Ces références culturelles font appel à d’autres lectures de contes ou de dessins animés: Le petit chaperon
rouge, Pinocchio, le lapin des frères Grimm, la poupée Barbie …
Annexe
NOTES D'INTENTION : Du Snark à Alice
J’ai toujours eu, dès mon enfance, une fascination pour Lewis Carroll, qui a commencé par La Chasse au Snark.
Deux choses me fascinaient en tant qu’enfant :
1. Que les adultes puissent réinventer un langage, un monde.

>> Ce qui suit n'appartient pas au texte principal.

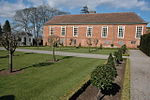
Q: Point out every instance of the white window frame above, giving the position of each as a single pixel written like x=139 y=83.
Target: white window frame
x=123 y=31
x=136 y=32
x=50 y=28
x=102 y=32
x=61 y=30
x=87 y=31
x=74 y=31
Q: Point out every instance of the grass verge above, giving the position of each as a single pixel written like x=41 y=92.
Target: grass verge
x=43 y=80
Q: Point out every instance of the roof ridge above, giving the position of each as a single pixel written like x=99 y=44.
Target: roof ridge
x=93 y=14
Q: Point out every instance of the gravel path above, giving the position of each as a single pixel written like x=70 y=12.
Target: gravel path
x=64 y=53
x=140 y=75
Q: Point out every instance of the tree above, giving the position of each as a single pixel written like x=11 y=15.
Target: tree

2. Qu’enfant aussi, on puisse inventer des mots nouveaux: sur le modèle de ce mot-valise qu’était « snark »,
combinaison de snake (serpent), shark (requin) et snail (escargot). J’étais fasciné par les différents pouvoirs de
l’imagination et les libertés offertes par le langage. Cela a développé chez moi un goût pour la puissance de
l’imaginaire aussi bien dans la littérature que dans la peinture, la danse et la musique. On retrouve évidemment
cette trajectoire dans les œuvres de théâtre qui constituent mon « répertoire »: dans Pirandello, par l’idée de «
personnage éternel »; dans ma rencontre avec l’oeuvre d’Ionesco et notamment les mots-valises de la fin de La
Cantatrice chauve; chez Vitrac, dans Victor, à propos de l’enfant qui invente, lui aussi, un langage insolite et des
mots « porte-manteaux », un monde 9. Chez Shakespeare aussi, bien sûr, à propos duquel Lewis Carroll avait
inventé le mot « Rilchiam » rencontre de Richard et William. En somme : le nonsense (Lewis Carroll), le
surréalisme (Vitrac), l’ « absurde » (Ionesco). Avec cette idée de la créativité, de la faculté d’étonnement et
d’émerveillement que l’on perd si souvent avec le temps. C’est à 15 ans que je suis entré totalement dans
l’univers de Lewis Carroll, à travers d’autres lectures. Avec Fabrice Melquiot, lors d’une discussion sur ce thème
Pirandellien de l’éternité du personnage, du réel et du sur-réel, nous nous sommes proposés de nous interroger
théâtralement sur le voyage d’Alice aujourd’hui. Il est rare, en effet, de rencontrer un personnage féminin qui soit
une héroïne, douée d’une force et d’une capacité de révolte, de l’entêtement, une forme de droit revendiqué de sa
propre jouissance, même comme petite fille, et qui l’apparente presque à Antigone. Un personnage
contemporain quant à la féminité. En ce qui concerne le spectacle, c’est grâce à vingt ans de travail effectué
ensemble, avec la troupe, au travers de longues tournées, dans de nombreux pays, avec les œuvres dont j’ai
parlé, que je puis tenter, grâce à eux, cette Alice et autres merveilles. Notre souci a été de ne pas reproduire
l’imaginaire auquel renvoient des films comme ceux de Walt Disney, avec la prééminence accordée par eux au
jardin. Mais que chaque acteur puisse développer son imaginaire, inventer librement son personnage et laisser
grandir son désir de fantaisie. Le souci de revenir d’abord sous terre (comme était le premier titre de Carroll) pour
accéder à la surface – une question essentielle au théâtre – arriver à une nouvelle surface des choses : à une
perspective qui soit sur-réelle. Comme, quand on nage, on a accès à un dessus et à un dessous de l’eau. Une
façon pour Alice de partir de la profondeur pour accéder au pays du théâtre. Ce spectacle est le premier épisode
d’un triptyque, les deux autres suivront dans un avenir relativement proche.